ABC, Glasgow, Sat; O2 Academy Bristol, Mon; Albert Hall, Manchester, Tue; Rock City, Nottingham, Wed; O2 Academy Brixton, SW9, Thu
Strand Of Oaks, On tour
Timothy Showalter is a writer with his heart on his sleeve, not the kind of person who bottles it all up. His beard and long hair seem to identify him as a purveyor of Authentic Americana, and there’s certainly some good Neil Youngy guitar mangling going on here, parts of it provided by J Mascis. Really, though, his current album HEAL is more 80s flavoured, its synthesizers and drum machines suggesting period rockers such as U2 or Big Country, or in today’s money, War On Drugs and John Grant. It’s this last artist Strand Of Oaks most resemble, in that Showalter keeps nothing back: his betrayals, (including his wife’s affair), his relationship with his parents, but most importantly his relationship to music. For him it’s intense, magical, and cathartic: it’s like that for the listener, too.
The Hope, Brighton, Mon; The Lexington, N1, Tue; Brudenell Social Club, Leeds, Wed; Mono, Glasgow, Thu; touring to 6 Oct
James Ferraro, London
James Ferraro’s art-world trajectory started with Far Side Virtual – essentially an album of extended ringtones – and peaked with a three-part exhibition for New York’s MoMA PS1, parts of which only existed online as a series of audio widgets and wonky CGI graphics. Since then he’s had a prolific workrate: his back catalogue, including other projects such as the Skaters and Lamborghini Crystal, is big enough to fill a second-generation iPod. This week, he plays a quietly announced show at Dalston’s Cafe Oto, but your guess is as good as ours as to what he’ll do. It could be a run through of his next release, which he teased via Facebook earlier this month, or you might just as likely get an hour of faux-jazzy piano.
Cafe Oto, N8, Thu
Dylan Howe’s Subterraneans, On tour
As drummer with the Blockheads and a man with a list of pop and rock credentials as long as a cymbal stand, Dylan Howe wasn’t the obvious candidate to drive a classic jazz hard-bop band in a style that was probably two decades old when he was born. But that’s just what he did throughout the 00s, and he managed to accomplish it with a balance of fireworks and languid soulfulness that perfectly caught the sound of the original idiom. But Howe has now unveiled a very different venture: seven years in the making, and dedicated to landmark songs from David Bowie’s Berlin triptych of albums, Howe’s Subterraneans project is both a heartfelt tribute to Bowie and a vibrant jazz album, with plenty of freewheeling swing, fiery soloing, brooding atmospherics and soulful improv.

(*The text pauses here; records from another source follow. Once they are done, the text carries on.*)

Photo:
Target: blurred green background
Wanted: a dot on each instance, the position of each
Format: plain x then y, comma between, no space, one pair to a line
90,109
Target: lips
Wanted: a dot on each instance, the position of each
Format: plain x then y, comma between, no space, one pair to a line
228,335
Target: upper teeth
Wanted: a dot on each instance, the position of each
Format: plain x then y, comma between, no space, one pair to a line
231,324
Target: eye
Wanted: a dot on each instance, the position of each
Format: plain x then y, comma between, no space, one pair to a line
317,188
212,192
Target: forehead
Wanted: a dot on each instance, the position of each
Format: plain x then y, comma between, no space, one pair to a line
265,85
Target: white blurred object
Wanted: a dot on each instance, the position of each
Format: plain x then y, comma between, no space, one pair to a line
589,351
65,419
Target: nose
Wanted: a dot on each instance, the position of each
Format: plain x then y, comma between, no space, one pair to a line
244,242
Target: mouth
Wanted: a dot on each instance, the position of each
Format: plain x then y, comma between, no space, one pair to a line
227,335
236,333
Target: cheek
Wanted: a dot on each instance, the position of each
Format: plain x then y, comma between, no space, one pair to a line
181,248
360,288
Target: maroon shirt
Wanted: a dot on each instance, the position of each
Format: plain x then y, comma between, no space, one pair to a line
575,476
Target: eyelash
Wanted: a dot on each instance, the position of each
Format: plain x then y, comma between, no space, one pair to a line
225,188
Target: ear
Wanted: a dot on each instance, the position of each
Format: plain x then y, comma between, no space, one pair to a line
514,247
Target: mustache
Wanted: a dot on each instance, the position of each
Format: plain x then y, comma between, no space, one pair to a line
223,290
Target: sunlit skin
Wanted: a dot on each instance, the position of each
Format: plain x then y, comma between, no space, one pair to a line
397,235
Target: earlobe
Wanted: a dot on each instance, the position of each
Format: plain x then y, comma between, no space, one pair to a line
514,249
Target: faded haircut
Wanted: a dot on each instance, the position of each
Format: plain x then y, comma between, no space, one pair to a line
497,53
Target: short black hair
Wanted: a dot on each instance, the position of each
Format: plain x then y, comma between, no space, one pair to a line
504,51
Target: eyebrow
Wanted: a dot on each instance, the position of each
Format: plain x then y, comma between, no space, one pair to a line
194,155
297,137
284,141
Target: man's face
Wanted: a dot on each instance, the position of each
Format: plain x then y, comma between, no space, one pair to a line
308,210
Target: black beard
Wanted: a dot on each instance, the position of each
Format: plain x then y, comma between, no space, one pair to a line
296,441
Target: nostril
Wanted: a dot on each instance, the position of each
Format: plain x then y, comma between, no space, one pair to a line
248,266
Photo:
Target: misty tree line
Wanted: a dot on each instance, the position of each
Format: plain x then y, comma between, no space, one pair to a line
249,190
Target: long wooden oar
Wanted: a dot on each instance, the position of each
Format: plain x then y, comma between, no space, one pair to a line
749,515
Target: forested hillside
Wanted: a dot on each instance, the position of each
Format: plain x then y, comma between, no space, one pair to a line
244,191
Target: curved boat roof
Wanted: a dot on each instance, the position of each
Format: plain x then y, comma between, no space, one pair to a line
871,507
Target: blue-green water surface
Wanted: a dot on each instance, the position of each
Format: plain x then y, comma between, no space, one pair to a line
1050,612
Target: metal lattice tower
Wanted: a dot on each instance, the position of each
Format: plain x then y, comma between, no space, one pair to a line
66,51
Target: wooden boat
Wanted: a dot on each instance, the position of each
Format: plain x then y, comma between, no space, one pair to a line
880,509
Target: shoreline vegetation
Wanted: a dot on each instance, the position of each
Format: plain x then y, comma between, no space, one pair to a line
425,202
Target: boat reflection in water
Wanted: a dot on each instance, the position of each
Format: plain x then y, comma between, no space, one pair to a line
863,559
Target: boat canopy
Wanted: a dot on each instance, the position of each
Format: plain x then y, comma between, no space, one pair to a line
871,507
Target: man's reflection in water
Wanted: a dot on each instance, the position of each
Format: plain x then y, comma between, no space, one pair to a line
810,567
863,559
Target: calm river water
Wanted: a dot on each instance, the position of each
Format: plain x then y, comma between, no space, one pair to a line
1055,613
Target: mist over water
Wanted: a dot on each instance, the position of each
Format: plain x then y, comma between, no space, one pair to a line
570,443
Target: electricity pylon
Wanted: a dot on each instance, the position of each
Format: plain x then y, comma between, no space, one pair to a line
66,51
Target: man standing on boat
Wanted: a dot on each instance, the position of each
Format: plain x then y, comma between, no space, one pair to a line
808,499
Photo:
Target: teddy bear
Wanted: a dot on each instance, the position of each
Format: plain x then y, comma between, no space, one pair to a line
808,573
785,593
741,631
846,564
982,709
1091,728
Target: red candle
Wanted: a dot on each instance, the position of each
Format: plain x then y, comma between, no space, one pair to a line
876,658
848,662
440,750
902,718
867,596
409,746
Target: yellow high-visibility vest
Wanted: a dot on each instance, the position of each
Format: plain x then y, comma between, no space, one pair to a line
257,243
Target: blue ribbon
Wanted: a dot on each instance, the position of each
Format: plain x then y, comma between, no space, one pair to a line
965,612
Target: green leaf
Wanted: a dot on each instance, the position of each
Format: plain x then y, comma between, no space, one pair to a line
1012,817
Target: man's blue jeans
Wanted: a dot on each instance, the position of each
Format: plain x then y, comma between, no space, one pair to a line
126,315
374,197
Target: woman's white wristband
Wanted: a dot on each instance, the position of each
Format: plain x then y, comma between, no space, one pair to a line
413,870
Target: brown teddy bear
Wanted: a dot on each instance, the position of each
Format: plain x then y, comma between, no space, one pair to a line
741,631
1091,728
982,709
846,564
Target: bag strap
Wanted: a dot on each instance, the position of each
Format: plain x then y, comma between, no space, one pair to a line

King’s Place, N1, Mon; Dean Clough, Halifax, Wed; Jim Marshall Auditorium, Milton Keynes, Thu; Liverpool Hope University, Fri
Flood Of Beauty, London
Since John Tavener died last November, quite a number of pieces – some of them large-scale, others miniatures – have had posthumous premieres. But Flood Of Beauty, which the Britten Sinfonia Voices and Britten Sinfonia, conducted by Martyn Brabbins, perform for the first time this weekend, is by a long way the most significant. Flood Of Beauty was completed in 2007 and is a setting of the huge devotional Sanskrit poem the Saundarya Lahari, a Hindu hymn dedicated to the mother of the universe. Tavener set the text for five choirs dispersed around the auditorium, each accompanied by its own group of orchestral instruments. There are solo voices and solo instruments too, with sitar, tabla and cello all featuring, while the mood of the music, in Tavener’s own words, “is one of sustained rapture, offset by moments of divine play and, indeed, of humour”.